The Rosebud Creeks are found in the high prairie north of the Absaroka-Beartooth Wilderness Area. This is an absolutely beautiful part of the state. Both creeks cover some 50 miles before merging and joining the Stillwater River just above the town of Absarokee.

Crystal-clear waters, embraced by towering trees, wild brush, or open meadows, have fast pocketwater in their upper reaches, transforming into tranquil meadow streams downstream.

Both streams tend to be rather similar in terms of how to fish them and the type of fish they contain. The difference tends to be access to the creek. We will discuss more about the access to these areas below.

Types of Fish on Rosebud Creek in Montana

You can find several types of trout in the creek. The majority of the fish in the forks are rainbows, cutthroat, and brook trout. They tend to be on the smaller side—between eight and 12 inches.

However, you can also find some good-sized brown trout on the lower section of the east fork and the main stem. Of course, these areas also tend to have more anglers vying for the same fish, so it may be a little more difficult.

What to Expect at Rosebud Creek in Montana?

One of the first things you can expect when you fish this creek is beauty. The mountains, trees, and prairie provide stunningly beautiful backdrops along the river.

If you are spending your time on the fork with on the Forest Service Land, you will find that the fish might be a bit smaller, but you will not have as much competition from other anglers.

Fishing season starts on the third Saturday in May and goes through November 30. The summer tends to be the busiest.

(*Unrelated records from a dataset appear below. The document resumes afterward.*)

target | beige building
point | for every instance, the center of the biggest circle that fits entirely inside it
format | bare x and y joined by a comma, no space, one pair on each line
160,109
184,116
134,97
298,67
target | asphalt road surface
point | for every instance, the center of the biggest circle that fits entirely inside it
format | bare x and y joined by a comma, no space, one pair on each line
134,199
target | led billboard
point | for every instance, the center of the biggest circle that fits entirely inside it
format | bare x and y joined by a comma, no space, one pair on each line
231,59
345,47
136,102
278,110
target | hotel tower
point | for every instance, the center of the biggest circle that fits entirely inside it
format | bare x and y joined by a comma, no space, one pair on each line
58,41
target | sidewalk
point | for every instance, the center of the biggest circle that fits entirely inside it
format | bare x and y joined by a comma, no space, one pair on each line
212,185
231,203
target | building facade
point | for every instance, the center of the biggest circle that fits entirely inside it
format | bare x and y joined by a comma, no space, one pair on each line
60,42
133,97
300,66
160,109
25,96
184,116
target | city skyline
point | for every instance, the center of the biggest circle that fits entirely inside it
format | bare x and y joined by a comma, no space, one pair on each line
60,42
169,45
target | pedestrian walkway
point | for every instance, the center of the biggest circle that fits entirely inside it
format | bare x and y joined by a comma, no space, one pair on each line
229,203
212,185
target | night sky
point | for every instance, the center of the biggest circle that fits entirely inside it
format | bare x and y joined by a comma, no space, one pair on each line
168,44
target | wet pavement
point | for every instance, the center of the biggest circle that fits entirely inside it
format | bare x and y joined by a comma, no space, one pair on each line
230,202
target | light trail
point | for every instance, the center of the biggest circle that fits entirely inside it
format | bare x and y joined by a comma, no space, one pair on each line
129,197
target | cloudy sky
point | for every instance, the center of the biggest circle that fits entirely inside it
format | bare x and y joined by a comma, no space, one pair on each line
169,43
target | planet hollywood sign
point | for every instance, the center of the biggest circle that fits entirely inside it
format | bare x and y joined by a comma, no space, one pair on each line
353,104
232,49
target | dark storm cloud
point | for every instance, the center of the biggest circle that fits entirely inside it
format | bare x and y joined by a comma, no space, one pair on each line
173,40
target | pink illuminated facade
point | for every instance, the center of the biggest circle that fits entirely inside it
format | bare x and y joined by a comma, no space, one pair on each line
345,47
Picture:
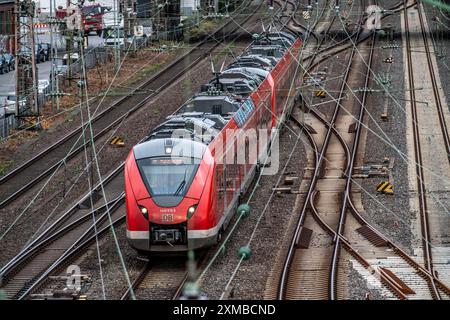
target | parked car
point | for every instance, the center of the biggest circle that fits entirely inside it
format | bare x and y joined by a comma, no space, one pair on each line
10,106
11,61
47,48
43,86
38,52
4,68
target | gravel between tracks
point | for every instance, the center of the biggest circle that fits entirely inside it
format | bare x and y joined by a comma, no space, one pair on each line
383,210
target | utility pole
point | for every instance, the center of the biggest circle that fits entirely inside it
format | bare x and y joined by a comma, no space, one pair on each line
128,9
26,70
74,30
116,9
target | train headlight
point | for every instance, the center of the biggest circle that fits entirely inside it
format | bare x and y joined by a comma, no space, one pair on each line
191,211
144,211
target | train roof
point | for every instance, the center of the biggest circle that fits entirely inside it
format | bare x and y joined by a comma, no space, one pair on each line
203,116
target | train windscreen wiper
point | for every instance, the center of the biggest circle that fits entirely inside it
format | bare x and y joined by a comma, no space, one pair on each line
181,186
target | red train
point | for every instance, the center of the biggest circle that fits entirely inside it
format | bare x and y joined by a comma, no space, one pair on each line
184,182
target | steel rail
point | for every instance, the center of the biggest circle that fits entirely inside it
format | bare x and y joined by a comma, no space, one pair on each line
425,228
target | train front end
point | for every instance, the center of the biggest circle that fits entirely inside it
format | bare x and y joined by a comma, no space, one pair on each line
168,185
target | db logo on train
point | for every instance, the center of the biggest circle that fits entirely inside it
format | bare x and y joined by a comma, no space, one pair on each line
167,217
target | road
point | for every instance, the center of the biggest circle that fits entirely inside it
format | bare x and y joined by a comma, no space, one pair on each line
7,81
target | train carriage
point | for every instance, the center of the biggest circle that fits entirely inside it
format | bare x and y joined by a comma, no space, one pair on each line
184,181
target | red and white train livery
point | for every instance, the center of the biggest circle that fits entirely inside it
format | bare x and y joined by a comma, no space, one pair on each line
180,191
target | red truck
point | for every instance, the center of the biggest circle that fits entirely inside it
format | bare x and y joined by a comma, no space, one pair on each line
92,17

Rosebud Creek Trout Fishing Map

Map of best fishing spots on East and West Rosebud Creek in Montana

Get Directions to the Fishing Access Points shown above with the DIY Fly Fishing Map

Best Places to Fish Rosebud Creek in Montana

The best access on both West and East Rosebud Creeks is in the upper reaches that run through Custer National Forest. On West Rosebud Creek there is good access between the Emerald Lake and Pine Grove campgrounds.

The Mountain section of East Rosebud Creek flows through Forest Service land and has a road paralleling the creek. The 3-mile stretch from Jimmy Joe to East Rosebud Lake campgrounds provides the best access. Park along the road, and fish wherever it looks good.

The lower reaches of both creeks are not as easy to access, as they mostly flow through private property. The access is limited to just a few bridge crossings. You can head up and down the creek from the bridges as long as you stay below the high water line.

Best Time to Fish Rosebud Creek

Except during the runoff, you will find that the springtime is a good time to fly fish on the Rosebud Creeks. This is because there are a substantial number of hatches at this time of the year.

During the summer, the water still stays relatively cool in the upper sections and both creeks fish well for the entire season.

The fall can be a good time to fish the creek, too. Many consider this to be the best time. However, it will depend on the water levels.

The water levels in the creek can start to get low depending on how the summer went. This can make fishing more difficult. You may want to check the water levels before committing to this creek.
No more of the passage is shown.